So you have found a business and you have your heart set on buying it. Or maybe you work for a business that looks like it is being sold. Congratulations, that’s great news! However, before you rush off to hand over the purchase price or greet the new owner of the business you need to be aware of some important steps to consider.
Step 1 – Is this business right for you?
Not everyone is cut out to be the boss and running a business can be stressful and not always as financially rewarding as you might expect. On the other hand, some people thrive by being the one calling the shots.
Decide if this is the right business for you and then if the answer is a resounding “YES” proceed carefully and with your eyes wide open about the potential pitfalls that buying a business can involve.
Step 2 – Do your due diligence
When you buy a business, it is very much a case of “Buyer Beware” so it is essential that you carry out careful due diligence before entering into an agreement to purchase a business. It is very important that you have a clear understanding of exactly what you are getting (and sometimes not getting) before you hand over any money.
Above all it is essential that you investigate whether all the claims the vendor is making about the business are true.
Due diligence varies depending on the type of business involved, but as a general guide may include checking whether the income from the business is as high as the vendor claims it is, confirming the value of equipment and any stock that comes with the business and evaluating the risks involved in the running of the business.
Another issue to investigate is whether the premises where the business is located are leased or owned outright. If the premises are leased, you need to obtain a copy of the lease to be sure that you will be able to continue to run the business from the same premises and to find out how long is left on the lease.
Instruct someone with appropriate expertise and qualifications to carefully review the accounts and financial records kept by the firm, especially if the current owner is making promises that the business is more profitable than it looks on paper.
If the business you are purchasing is part of a franchise chain then additional due diligence may be needed.
Step 3 – What workers’ entitlements may be affected by the sale?
An important part of any due diligence process is ascertaining any employee entitlements that may run with the business. Some questions to ask are:
- Will you be buying the business with staff who will come across to you as their new employer? If the answer to this question is ‘yes’, what entitlements do those employees currently have in terms of annual leave and long service and any other leave?

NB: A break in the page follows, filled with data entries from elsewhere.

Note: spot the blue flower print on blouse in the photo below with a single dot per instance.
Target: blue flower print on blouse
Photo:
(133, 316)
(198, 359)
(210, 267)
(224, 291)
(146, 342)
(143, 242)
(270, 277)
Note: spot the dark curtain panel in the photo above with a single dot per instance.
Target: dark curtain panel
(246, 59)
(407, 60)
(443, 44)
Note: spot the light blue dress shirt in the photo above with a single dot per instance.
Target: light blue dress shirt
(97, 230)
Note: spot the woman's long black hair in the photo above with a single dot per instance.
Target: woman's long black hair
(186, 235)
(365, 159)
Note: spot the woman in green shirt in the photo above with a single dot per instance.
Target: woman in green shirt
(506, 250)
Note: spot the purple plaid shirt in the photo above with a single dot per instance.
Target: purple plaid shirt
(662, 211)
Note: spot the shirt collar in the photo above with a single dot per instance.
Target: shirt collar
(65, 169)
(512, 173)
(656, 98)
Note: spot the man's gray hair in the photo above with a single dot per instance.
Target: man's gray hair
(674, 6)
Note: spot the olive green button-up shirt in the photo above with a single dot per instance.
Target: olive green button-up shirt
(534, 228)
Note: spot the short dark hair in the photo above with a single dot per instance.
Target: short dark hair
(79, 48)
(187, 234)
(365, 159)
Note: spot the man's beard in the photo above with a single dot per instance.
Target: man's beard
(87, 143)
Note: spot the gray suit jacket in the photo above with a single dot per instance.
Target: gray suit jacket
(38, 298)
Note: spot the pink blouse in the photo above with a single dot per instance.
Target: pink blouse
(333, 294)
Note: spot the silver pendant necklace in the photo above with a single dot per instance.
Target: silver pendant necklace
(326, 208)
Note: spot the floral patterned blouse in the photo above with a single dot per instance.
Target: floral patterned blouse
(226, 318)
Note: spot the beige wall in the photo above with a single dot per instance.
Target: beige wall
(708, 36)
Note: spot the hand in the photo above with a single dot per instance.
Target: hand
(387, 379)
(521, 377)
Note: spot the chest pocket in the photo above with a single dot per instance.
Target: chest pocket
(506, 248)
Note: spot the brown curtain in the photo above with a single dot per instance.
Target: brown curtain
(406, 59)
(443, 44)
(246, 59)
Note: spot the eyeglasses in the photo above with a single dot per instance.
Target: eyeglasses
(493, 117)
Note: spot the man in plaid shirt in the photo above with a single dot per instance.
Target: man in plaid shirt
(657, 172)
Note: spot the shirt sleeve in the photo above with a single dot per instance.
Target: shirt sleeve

- Has provision been made in the contract for sale to factor in the cost of any accrued benefits and deduct that cost from the final settlement or will those benefits be paid out by the current owner to the employees prior to the sale being finalised?
- Are there any employees currently on Workers Compensation benefits or on extended sick leave?
- If there are employees on extended sick leave is it work related? For example, because of a stress claim?
- What is the Workers Compensation history of the business like? Does the business have a good track record for safety or high insurance premiums because of a past history of multiple workplace accidents and claims?
- What enterprise or other agreements govern the workers employed by the business?
If employees are going to transfer to you as the new owner of the business then it is essential that you work out with the old owner who will be responsible for any accrued entitlements and which obligations will transfer to you as the new owner.
What you don’t want to do is unwittingly buy a business that has large accrued employee entitlements that you become liable for the day you take over the business, unless the cost of those entitlements has been deducted from the agreed purchase price.
If you are an employee, particularly one who has been injured at work and may be on extended leave of some kind, then you may also want to ask these questions before the business is sold to ensure that the sale does not impact on any existing entitlements you may have.
Step 4 – Get independent professional advice
Very sensibly, most people do not buy a house without getting a builder to check that the house is not about to fall down. Buying a business is no different and can potentially be even more costly.
It is unlikely that you will be able to think of every possible potential pitfall. The time to ask for advice is before you sign a contract and hand over the money. If you seek legal advice early, it could save you not just money but also a great deal of stress.
Similarly, if you are concerned that the business you work for is being sold and you may be adversely affected it is far better to obtain professional advice than to adopt a “wait and see” approach and then find out when it is too late that the business has been sold to someone who has no intention or capacity to honour your accrued entitlements.